General Experimental Procedures
In Study 1, testing sessions took place over 5 consecutive days at the University of Oxford, Department of Psychiatry at Warneford Hospital. In the first visit, the participants were taken through a screening interview to assess their eligibility. Then, the participants responded to a set of demographic questions and completed a battery of psychological questionnaires. After the screening interview, the eligible participants continued with the first day of learning and completed 3 blocks of a simple RL task in order to learn the associations between shapes and rewards. In line with the aims of the study, participants’ affective state was manipulated using a WoF paradigm adapted from Eldar and Niv (2015).

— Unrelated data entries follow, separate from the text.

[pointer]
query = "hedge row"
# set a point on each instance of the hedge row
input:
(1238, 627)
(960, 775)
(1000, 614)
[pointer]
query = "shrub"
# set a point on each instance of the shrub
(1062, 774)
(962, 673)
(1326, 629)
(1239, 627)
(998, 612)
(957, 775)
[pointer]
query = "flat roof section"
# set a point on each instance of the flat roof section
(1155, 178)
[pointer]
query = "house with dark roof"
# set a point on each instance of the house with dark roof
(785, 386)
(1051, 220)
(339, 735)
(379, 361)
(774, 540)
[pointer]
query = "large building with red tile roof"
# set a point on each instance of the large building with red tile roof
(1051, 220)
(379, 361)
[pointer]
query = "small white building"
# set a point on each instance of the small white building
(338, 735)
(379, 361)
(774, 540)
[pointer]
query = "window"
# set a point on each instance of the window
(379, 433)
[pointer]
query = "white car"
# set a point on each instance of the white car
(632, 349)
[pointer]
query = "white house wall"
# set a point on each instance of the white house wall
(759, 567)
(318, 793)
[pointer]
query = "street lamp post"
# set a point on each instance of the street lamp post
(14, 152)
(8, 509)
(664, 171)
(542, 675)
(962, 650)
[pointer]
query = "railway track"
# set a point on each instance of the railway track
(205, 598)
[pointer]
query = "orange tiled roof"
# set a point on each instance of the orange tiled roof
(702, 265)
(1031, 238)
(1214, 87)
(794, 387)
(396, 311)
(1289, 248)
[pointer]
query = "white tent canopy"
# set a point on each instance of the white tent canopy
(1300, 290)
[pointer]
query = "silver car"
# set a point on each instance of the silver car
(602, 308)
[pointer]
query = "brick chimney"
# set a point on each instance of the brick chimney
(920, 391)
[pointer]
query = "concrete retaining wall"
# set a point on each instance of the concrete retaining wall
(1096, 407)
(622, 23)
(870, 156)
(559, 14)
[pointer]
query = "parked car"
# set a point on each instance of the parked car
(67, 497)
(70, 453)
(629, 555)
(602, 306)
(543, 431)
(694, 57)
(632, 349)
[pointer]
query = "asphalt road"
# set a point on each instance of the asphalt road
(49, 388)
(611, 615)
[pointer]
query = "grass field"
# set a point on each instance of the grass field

To probe value-based recall of affective memories, after the training days, we asked participants to make decisions in a two-option forced-choice (TOFC) preference task in which various combinations of the abstract shapes they had learned about were paired with each other (i.e. on the last 2 days of the lab-based study, and the last day of the online study). Although no explicit feedback was given to participants in the preference test, they continued to accumulate money based on the reward probability of the chosen shape (i.e. 90% chance of winning 2p if the participant selects the shape associated with 90% reward probability in the learning phase). In the preference tests accumulated money was calculated but not displayed on-screen to ensure that participants cannot use this information as a proxy for their decision performance which would otherwise contaminate preference choice behaviour with further learning.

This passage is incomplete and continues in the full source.